City Gallery

Past exhibition

Jono Rotman: Mongrel Mob Portraits

14 March–14 June 2015

CURATORS Robert Leonard, Aaron Lister PUBLICATION texts Aaron Lister, Ranganui Walker

Gangs are a polarising subject. In 2007, Jono Rotman began photographing members of New Zealand’s most notorious street gang, the Mongrel Mob. Over the years, he photographed some 200 men. Applying traditional studio portraiture conventions to these unlikely subjects, Rotman challenges our expectations of gangs and portraiture alike.

In 2013, before the work had been published or exhibited, Rotman received the prestigious Marti Friedlander Photographic Award for it. Making the Award, Friedlander said, ‘The photos of these men moved me to tears. It seems almost as if Rotman has understood something and revealed the person behind the badge without prejudice.’

When the portraits were first exhibited at Auckland’s Gow Langsford Gallery in 2014, they generated controversy. The media focused on the fact that one subject was standing trial for murder.

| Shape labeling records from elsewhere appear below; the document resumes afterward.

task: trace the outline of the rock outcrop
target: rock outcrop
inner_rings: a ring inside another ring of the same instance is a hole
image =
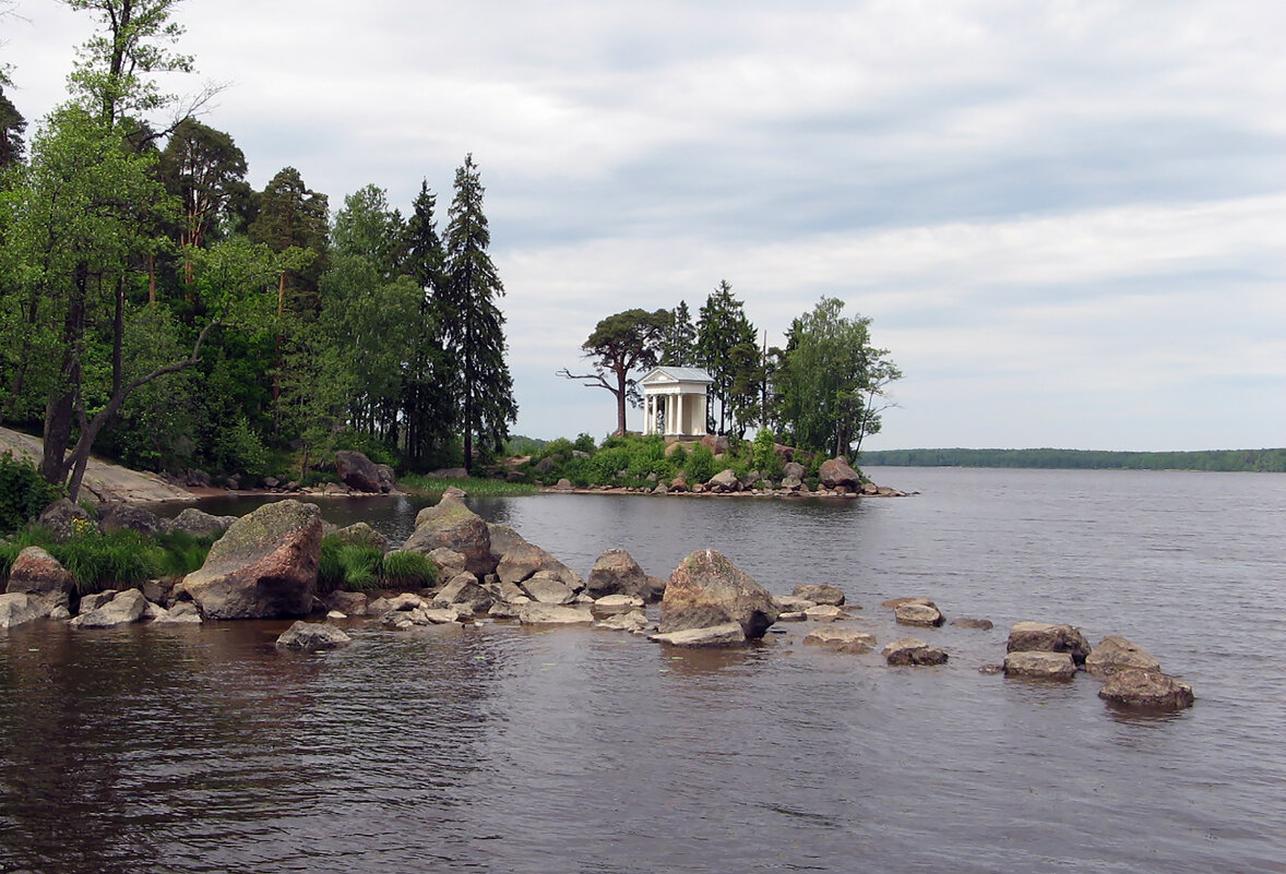
[[[1076,664],[1084,664],[1085,657],[1089,656],[1089,641],[1085,640],[1079,629],[1070,625],[1015,622],[1010,627],[1010,639],[1004,650],[1008,653],[1071,653]]]
[[[276,639],[276,645],[282,649],[297,649],[305,653],[319,649],[338,649],[350,643],[352,643],[352,638],[342,629],[324,622],[305,622],[303,620],[297,621]]]
[[[91,611],[81,612],[73,617],[73,629],[114,629],[118,625],[131,625],[143,618],[148,609],[148,600],[138,589],[126,589],[116,593],[111,600],[95,607]]]
[[[175,596],[185,593],[210,620],[306,616],[320,555],[322,510],[315,504],[265,504],[233,523]]]
[[[68,607],[76,594],[76,577],[40,546],[27,546],[9,568],[5,593],[31,595],[31,607],[49,616],[58,607]]]
[[[777,621],[777,602],[748,573],[712,549],[688,555],[670,575],[661,599],[661,634],[737,622],[747,639]]]
[[[1161,662],[1125,638],[1110,634],[1085,657],[1085,670],[1097,677],[1110,677],[1125,668],[1160,672]]]
[[[898,625],[913,625],[921,629],[936,629],[945,620],[937,604],[927,598],[913,598],[892,608]]]
[[[822,461],[817,470],[818,479],[826,488],[842,488],[849,492],[862,490],[862,474],[849,465],[845,458],[835,458]]]
[[[646,604],[655,604],[665,594],[665,584],[656,585],[656,577],[649,577],[643,568],[624,549],[604,550],[594,562],[585,584],[585,593],[592,598],[606,595],[633,595]]]
[[[415,531],[403,545],[405,550],[426,555],[444,548],[463,555],[464,569],[478,580],[495,573],[496,560],[491,555],[491,532],[486,522],[462,499],[448,495],[419,512]]]
[[[876,648],[876,636],[842,626],[826,626],[810,631],[804,638],[805,644],[824,647],[837,653],[869,653]]]
[[[828,604],[831,607],[844,605],[844,590],[838,586],[829,586],[824,584],[795,586],[791,595],[813,602],[813,604]],[[805,607],[804,609],[808,608]]]
[[[1076,676],[1071,653],[1019,650],[1004,657],[1004,676],[1037,680],[1070,680]]]
[[[945,650],[930,647],[923,640],[916,638],[894,640],[885,644],[885,648],[880,652],[885,657],[885,661],[895,667],[946,663]]]
[[[1179,682],[1160,671],[1134,667],[1121,668],[1107,677],[1098,697],[1114,704],[1148,709],[1182,709],[1192,707],[1196,700],[1192,686],[1187,682]]]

They accused Rotman of glorifying the Mob life. He replied: ‘Is it glorification because they are good photographs? Should it be that these guys should only be shown in bad photographs or in police mugshots?’

Rotman says he neither glamorises nor caricatures his subjects. ‘I hope that viewers are forced to consider each man in person and consider deeply the forces that made him.’

Our show expands on the original Gow Langsford show. In addition to the eight portraits, it includes two Rotman photographs that reproduce Mob members’ own photographs—mostly snapshots. In Denimz’s Collage 3 (2014), a huge collection of images has been arranged for Rotman by Denimz Rogue, the subject of one of Rotman’s portraits. The collection includes scenes of prison life and gravestones.

Our show also features more portraits, including Sean Wellington and Sons (2009)—Rotman’s sweetest and heaviest image. In it, the main subject turns his back to us—we see his patch, but not his face. But, he carries his two sons, who face us. They wear tiny Mob shirts. People see gangs as abhorrent but see children as innocent, and it’s hard to reconcile these assumptions looking at this picture. We realise—if we didn’t know it before—that the Mob is a community generations deep, and people are born into it. While Rotman’s other portraits are mostly about what has happened (he famously refers to his sitters as ‘artefacts’) Sean is about the future. It prompts us to imagine the lives these boys will live.